In any event, we see the shards being opened.
- If you are using the TSI index, try influd inspect dump-tsi usinf the various flags to verify that the data you think is present is indexed. Skip this if you are using an in-mem index.
- use influxd inspect verify-tsm to check that your TSM files are all valid.
- Use influxd inspect dump-tsm to see if thee data is present (be careful which flags you use, this can output a lot of data).

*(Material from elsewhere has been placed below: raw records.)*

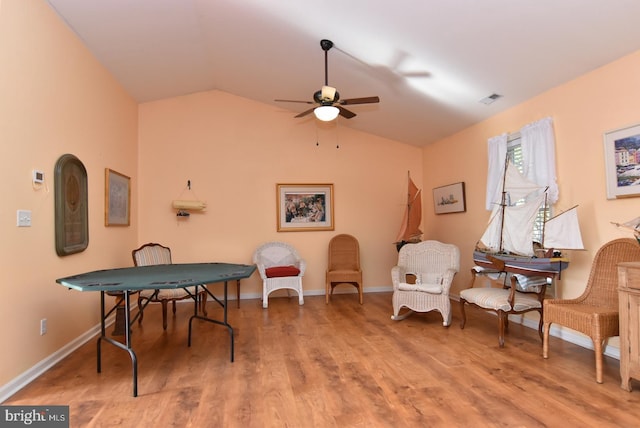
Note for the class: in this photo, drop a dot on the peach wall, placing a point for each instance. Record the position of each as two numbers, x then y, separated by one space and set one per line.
234 151
56 99
582 110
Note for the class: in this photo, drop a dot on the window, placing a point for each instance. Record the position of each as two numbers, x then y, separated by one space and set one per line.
514 154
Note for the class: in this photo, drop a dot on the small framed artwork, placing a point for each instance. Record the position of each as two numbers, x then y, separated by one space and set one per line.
449 199
304 207
71 206
622 162
117 198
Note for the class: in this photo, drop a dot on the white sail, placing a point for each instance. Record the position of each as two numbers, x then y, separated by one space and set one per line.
514 232
563 231
410 227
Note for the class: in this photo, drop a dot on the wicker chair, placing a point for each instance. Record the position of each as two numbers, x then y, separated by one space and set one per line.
280 267
595 312
422 279
156 254
344 264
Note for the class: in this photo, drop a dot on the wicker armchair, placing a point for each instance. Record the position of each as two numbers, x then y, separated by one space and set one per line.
422 279
156 254
344 265
595 312
280 267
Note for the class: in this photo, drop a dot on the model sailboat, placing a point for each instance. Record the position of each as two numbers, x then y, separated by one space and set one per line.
508 244
410 229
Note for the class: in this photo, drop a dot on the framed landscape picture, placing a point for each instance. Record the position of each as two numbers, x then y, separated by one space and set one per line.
449 199
622 162
304 207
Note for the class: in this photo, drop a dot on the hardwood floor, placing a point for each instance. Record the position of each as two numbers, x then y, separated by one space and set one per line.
336 365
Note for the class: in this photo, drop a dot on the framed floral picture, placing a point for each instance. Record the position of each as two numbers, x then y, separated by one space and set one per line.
622 162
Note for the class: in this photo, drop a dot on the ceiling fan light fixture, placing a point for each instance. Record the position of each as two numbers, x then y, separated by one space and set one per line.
326 113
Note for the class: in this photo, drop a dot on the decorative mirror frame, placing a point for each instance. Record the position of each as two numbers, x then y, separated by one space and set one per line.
71 205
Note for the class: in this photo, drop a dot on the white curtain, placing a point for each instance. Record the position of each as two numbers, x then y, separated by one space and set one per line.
497 153
538 154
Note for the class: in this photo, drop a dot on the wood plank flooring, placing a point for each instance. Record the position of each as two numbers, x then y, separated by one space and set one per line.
336 365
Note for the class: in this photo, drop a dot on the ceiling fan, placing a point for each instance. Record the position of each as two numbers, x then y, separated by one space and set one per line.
329 105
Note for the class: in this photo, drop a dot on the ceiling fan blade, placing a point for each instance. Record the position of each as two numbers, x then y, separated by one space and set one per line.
347 114
304 113
365 100
294 101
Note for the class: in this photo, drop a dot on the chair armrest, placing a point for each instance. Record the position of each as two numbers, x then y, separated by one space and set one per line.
302 265
262 270
398 274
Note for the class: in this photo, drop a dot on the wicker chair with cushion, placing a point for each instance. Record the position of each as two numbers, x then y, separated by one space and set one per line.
156 254
422 279
344 264
595 312
280 267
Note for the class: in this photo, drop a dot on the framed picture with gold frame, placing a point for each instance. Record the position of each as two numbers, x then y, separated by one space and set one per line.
71 205
304 207
117 198
622 166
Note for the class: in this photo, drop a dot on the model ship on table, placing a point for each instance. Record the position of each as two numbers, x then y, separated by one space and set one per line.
508 244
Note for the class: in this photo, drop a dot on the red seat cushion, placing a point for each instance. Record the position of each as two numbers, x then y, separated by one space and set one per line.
278 271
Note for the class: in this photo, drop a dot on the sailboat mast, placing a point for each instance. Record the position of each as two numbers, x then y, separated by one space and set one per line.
503 202
544 216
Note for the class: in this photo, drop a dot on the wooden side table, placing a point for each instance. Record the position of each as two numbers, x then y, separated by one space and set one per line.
629 301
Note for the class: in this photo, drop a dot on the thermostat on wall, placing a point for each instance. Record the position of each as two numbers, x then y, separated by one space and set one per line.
38 176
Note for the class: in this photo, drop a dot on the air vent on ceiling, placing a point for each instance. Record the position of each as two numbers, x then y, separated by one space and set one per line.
490 99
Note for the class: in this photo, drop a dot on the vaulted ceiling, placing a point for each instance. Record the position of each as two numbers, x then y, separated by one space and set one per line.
429 61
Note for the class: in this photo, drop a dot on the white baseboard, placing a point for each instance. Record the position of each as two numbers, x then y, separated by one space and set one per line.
27 377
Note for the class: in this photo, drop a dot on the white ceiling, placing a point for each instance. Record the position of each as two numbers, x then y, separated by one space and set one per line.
429 61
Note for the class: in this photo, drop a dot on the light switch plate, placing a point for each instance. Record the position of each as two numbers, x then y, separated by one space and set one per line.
24 218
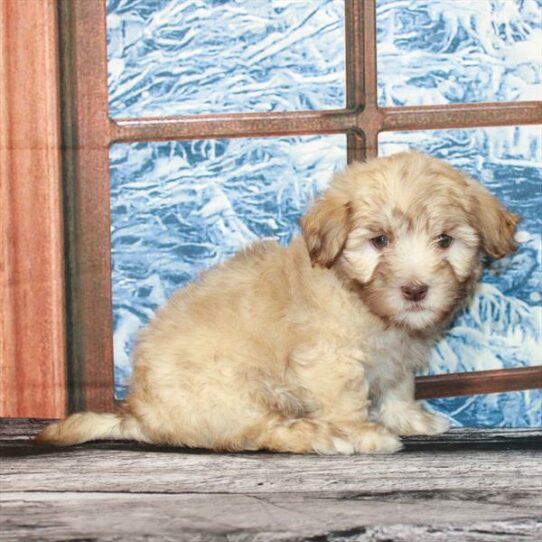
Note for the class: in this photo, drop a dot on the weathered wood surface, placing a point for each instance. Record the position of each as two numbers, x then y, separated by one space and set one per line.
466 485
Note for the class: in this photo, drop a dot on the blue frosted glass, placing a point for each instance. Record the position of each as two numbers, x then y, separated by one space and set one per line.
173 57
446 51
180 207
503 326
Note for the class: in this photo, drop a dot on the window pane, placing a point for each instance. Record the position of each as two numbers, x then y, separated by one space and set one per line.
172 57
180 207
503 326
448 51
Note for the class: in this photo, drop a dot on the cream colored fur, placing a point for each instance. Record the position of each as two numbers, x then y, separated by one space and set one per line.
312 347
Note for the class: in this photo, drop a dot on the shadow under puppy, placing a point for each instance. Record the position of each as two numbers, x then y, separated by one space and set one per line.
313 347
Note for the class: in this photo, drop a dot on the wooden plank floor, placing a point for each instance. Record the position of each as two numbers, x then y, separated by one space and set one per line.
463 486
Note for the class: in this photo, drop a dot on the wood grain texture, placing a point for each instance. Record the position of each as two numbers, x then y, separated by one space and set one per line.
32 348
466 485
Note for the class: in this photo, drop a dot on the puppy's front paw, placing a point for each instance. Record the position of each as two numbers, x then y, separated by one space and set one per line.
376 439
411 419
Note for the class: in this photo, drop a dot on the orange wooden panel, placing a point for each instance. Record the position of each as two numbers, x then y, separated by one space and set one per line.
32 337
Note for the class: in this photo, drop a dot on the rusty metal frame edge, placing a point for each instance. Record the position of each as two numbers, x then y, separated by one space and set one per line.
361 121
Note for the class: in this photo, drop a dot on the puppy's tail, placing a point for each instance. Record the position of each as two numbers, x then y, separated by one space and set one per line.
86 426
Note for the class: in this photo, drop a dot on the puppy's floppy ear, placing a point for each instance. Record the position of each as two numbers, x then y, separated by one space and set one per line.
495 224
325 227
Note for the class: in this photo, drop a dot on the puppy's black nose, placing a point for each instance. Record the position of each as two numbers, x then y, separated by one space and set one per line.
415 291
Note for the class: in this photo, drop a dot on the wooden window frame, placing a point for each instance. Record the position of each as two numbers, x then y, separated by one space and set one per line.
88 132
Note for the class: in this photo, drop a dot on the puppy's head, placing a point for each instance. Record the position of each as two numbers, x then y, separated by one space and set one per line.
407 232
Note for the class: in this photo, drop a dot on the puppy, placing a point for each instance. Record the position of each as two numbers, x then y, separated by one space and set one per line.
313 347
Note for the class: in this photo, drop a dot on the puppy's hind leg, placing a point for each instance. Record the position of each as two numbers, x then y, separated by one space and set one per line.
87 426
302 435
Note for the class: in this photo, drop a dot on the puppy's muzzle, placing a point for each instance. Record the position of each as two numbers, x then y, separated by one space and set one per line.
414 292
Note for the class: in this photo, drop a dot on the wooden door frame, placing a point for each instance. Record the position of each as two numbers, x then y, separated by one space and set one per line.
32 330
89 132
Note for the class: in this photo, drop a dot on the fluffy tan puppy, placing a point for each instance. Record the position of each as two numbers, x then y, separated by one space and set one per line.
313 347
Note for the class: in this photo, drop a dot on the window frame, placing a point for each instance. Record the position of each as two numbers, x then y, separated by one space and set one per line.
88 133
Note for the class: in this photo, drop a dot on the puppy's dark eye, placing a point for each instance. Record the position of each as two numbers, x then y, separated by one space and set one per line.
380 241
444 241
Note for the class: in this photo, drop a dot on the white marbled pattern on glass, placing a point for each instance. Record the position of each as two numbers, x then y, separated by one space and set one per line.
173 57
180 207
444 51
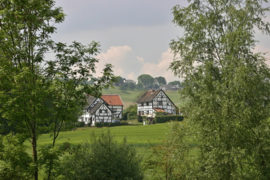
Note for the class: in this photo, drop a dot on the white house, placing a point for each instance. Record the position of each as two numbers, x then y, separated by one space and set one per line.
103 109
154 101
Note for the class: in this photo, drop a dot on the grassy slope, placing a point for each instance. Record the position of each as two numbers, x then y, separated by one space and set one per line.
137 135
129 96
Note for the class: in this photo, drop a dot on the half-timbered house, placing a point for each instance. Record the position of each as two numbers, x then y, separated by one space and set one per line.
103 109
155 101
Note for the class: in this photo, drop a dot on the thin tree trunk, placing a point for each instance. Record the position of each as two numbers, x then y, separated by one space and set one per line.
34 149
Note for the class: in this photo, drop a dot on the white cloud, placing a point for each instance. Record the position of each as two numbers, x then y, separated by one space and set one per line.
161 68
141 59
125 63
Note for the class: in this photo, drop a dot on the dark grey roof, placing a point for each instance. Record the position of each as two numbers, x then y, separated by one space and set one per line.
96 107
148 96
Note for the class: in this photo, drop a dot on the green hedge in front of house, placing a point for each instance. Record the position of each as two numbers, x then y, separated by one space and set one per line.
110 124
163 119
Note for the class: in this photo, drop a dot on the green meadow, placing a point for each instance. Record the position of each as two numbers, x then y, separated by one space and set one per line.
129 96
139 136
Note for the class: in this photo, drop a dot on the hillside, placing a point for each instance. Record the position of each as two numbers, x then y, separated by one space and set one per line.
130 97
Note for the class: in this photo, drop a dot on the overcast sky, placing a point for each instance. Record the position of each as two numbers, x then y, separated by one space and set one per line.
134 34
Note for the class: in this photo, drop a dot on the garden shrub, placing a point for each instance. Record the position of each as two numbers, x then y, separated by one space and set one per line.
163 119
80 124
109 124
103 158
132 117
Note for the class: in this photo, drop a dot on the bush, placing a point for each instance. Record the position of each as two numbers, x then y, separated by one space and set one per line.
132 117
163 119
110 124
80 124
103 158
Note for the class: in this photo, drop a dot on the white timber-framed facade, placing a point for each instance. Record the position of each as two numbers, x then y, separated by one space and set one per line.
155 101
103 109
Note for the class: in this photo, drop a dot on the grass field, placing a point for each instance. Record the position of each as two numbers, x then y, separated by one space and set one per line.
139 136
129 97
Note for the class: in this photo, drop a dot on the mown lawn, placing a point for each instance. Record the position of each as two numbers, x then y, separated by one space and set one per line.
137 135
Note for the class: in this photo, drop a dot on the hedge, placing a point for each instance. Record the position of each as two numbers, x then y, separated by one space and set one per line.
80 124
132 117
110 124
162 119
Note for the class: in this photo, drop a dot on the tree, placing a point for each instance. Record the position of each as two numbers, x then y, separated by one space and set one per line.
103 158
227 86
119 81
161 80
123 87
34 91
146 80
175 83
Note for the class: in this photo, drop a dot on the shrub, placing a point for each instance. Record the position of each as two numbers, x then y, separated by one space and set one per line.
110 124
80 124
132 117
163 119
103 158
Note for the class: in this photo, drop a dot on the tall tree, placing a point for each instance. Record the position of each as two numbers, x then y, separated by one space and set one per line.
227 85
28 82
146 80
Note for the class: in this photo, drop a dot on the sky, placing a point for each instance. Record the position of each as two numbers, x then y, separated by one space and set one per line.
134 34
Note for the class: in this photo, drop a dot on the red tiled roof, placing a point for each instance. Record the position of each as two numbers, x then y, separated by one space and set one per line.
148 96
159 110
114 100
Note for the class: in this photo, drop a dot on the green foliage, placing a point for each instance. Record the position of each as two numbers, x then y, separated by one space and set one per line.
146 80
161 80
119 81
15 162
131 86
227 86
39 95
103 158
123 87
80 124
132 117
166 118
97 124
172 159
175 83
131 110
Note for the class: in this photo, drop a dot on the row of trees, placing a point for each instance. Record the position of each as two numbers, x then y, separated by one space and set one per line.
145 81
226 89
36 93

I copied the few remaining data over to a newly created bucket. Then I tried to delete to old one, which did not work from the WebUI. There was no reaction when confirming the click on the trashcan icon. It was, however, possible to delete the bucket from the command line. But I had to supply the 'Auth Token' as parameter to 'influx bucket delete'. Otherwise the command would hang infinitely without any error message. After that procedure, it appears to work. Will need more time to verify.
Unfortunately, another issue showed up recently. Whenever I update influxdb2 to any version newer than 2.7.6, some flux queries take ages to complete. I guess, I should open a new ticket for that.
After several weeks of testing I would say that the problem has gone away. To wrap it up:
- for some unknown reason a bucket got corrupted
- this corruption caused any operation on this bucket to become extremely slow or to even hang infinitely
- influxdb2 seems to process shutdown for each bucket sequentially in creation order
- thus, the problem with this single bucket prevented proper shutdown for any other bucket created later
- buckets created before the bad one were unaffected
- removing the corrupted bucket forcefully made things work again
I'll close this ticket now. Thanks for your attention!